In den Neunzigern starben in Offenbach die kleinen Lichtspielhäuser. Dann kam Daniel Brettschneider. Und machte die ganze Stadt zum Kino.

          In Offenbach gibt es kein Programmkino, keines, das auch Filme abseits des Mainstreams zeigt, keines, dessen Filmauswahl die Handschrift desjenigen trägt, der sie zusammengestellt hat. Aber es gibt Daniel Brettschneider, einen Filmenthusiasten, der mit seinen Veranstaltungen die cineastische Vielfalt zurück auf die Leinwand bringt, die Ende der neunziger Jahre verschwand. Damals mussten alle drei Lichtspielhäuser, die bis dahin in Offenbach existiert hatten, schließen. Aus „Universum“ und „Gloria“ wurden Penny und Rossmann. Aus dem Kinosaal des „Broadway“ wurde eine Garage. Zwar eröffnete 1999 das Multiplex-Kino Cinemaxx. Das aber bietet nur teilweise Ersatz, denn Filme, die keine Blockbuster sind, laufen dort nicht.

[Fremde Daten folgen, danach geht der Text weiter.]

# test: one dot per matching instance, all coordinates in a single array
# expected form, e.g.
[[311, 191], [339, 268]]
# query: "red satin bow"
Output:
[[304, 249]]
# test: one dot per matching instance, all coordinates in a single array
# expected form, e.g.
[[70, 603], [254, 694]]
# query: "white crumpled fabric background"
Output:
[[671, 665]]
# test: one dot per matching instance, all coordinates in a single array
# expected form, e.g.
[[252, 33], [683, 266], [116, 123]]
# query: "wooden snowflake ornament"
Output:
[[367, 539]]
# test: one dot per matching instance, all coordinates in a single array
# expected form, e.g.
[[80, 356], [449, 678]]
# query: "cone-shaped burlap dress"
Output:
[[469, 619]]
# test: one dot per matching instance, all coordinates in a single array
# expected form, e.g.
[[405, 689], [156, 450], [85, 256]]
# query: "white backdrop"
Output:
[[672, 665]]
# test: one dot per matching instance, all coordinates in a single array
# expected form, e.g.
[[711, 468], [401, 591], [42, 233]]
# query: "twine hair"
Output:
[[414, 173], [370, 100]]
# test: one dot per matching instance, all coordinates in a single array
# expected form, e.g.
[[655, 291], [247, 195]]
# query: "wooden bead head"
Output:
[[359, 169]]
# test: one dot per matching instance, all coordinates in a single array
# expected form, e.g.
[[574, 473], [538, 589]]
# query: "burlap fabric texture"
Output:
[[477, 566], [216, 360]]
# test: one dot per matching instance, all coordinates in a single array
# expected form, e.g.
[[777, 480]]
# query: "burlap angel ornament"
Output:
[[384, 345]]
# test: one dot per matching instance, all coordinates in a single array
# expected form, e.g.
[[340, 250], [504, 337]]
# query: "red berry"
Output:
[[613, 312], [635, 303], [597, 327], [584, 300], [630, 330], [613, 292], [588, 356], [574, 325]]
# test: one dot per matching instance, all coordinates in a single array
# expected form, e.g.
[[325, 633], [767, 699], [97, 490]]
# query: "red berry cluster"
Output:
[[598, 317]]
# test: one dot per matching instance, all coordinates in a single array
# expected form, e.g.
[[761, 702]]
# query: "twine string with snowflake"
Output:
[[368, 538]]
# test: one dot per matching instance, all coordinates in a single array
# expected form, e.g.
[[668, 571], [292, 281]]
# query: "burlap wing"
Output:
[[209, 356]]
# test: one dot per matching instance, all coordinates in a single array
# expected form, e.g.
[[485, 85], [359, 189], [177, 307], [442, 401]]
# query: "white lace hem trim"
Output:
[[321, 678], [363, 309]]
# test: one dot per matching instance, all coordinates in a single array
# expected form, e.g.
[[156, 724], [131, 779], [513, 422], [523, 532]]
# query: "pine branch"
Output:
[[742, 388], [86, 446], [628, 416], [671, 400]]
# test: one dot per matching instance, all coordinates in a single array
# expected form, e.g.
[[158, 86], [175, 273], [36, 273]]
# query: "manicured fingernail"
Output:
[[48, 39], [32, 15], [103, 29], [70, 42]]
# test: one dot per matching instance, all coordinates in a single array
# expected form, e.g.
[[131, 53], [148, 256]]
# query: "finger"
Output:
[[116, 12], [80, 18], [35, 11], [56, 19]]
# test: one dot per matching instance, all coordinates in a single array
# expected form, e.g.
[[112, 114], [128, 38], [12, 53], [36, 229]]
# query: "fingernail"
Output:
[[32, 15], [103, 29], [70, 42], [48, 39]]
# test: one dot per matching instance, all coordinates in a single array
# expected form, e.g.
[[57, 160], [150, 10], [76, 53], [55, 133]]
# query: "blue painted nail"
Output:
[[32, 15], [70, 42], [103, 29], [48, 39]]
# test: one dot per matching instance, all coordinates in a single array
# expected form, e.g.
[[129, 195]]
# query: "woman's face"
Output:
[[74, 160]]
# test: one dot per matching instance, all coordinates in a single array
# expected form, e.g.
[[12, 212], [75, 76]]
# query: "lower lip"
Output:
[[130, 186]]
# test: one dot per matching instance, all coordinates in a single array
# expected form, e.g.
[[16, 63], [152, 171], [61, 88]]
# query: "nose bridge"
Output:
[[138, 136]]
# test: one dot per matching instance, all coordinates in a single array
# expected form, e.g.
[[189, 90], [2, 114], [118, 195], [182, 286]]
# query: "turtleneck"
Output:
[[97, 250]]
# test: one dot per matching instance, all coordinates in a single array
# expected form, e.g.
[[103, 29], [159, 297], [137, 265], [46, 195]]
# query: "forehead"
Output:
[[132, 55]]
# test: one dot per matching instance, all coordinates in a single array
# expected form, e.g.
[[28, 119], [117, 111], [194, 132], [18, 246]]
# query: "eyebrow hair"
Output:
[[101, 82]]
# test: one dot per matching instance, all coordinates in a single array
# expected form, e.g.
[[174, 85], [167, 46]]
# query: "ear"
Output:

          Das kann so nicht weitergehen, dachte sich Brettschneider. Der Mann ist 35 Jahre alt und sagt von sich, dass er im Jahr mehr Filme schaut, als es Tage hat, und dass er das schon sein halbes Leben lang tut. Am liebsten schaut er sie mit anderen und auf einer großen Leinwand. „Gute Filme werden noch besser, wenn man sie im Kino sieht“, sagt er. Und versteht eigentlich nicht ganz, warum. Denn Kino bedeutet ja auch: Schlange stehen, um mit fremden Menschen in einem dunklen Raum zu sitzen, von denen mindestens einer laut Popcorn isst, meistens sind es viele. Das nervt, oft stört es. Und dennoch: Im Kino „entstehen andere Stimmungen als zu Hause“, sagt Brettschneider.

          Seine Leidenschaften Kino und Essen verbunden

          Vor fünfeinhalb Jahren erfand er das Offenbacher Hafenkino, im Kulturzentrum Hafen 2, das damals noch an seinem alten Standort war. Von der Wiese aus projizierte er jede Woche einen seiner Lieblingsfilme auf eine Wand der Ölhalle, in der einmal Lastwagen geparkt wurden, die Öl transportierten, und die dann ein Ausstellungsort war, bevor sie im Zuge des Hafen-Umbaus zu einem Wohngebiet abgerissen wurde. Jedes Mal kamen zwischen 200 und 300 Leute, um sich Klassiker wie „Der letzte Tango in Paris“ und „Außer Atem“ unter Sternenhimmel anzusehen, aber auch aktuellere Filme wie „Gegen die Wand“ und „Rhythm is it!“. Als es draußen zu kalt wurde, machte er in einer ungenutzten Halle des alten Lokschuppens weiter, die zum Hafen 2 gehörte.

          Ein Jahr später brachte Brettschneider den verwaisten Kinosaal im Deutschen Ledermuseum zurück ins kulturelle Leben. Seine beiden Leidenschaften, Filme und Essen, verbindet er dort zu der Reihe „Kino Kulinarisch“. Zu „Grand Budapest Hotel“ von Wes Anderson ließ er Gulasch mit Serviettenknödeln servieren und als Dessert Törtchen, die aussahen wie aus Mendl’s Bäckerei, die nur im Film existiert. Das oft ausverkaufte Format aus Gaumenschmaus und Film funktioniert auch in der „Alten Schlosserei“, einer zu einem edlen Veranstaltungsort umfunktionierten ehemaligen Industriehalle der Energieversorgung Offenbach.

          Ein Plädoyer für jeden ausgewählten Film

          Der Orte sind viele, der Möglichkeiten ebenso. Brettschneider hat auch „Stummfilm und Ton“ ins Leben gerufen, eine Reihe, die er mit Britt Baumann vom Amt für Kulturmanagement kuratiert. Ein Beispiel dafür: „Nosferatu“ aus dem Jahr 1922 begleiteten „Element of Crime“-Schlagzeuger Richard Pappik und Cellist Tobias Unterberg mit selbstkomponierter Musik. Brettschneider legte nach, mit „Kino International!“, Veranstaltungen mit Filmen in Originalsprache mit Untertiteln, und mit dem „Ladenkino“. Dabei wird einmal im Monat der Fahrradladen Artefakt zum Lichtspielhaus. Die Zuschauer sitzen dann dort, wo normalerweise Fahrräder zum Verkauf stehen, auf der Leinwand spielen Fahrräder mindestens eine Statistenrolle. Gerne lädt Brettschneider auch den Regisseur zur Vorstellung ein.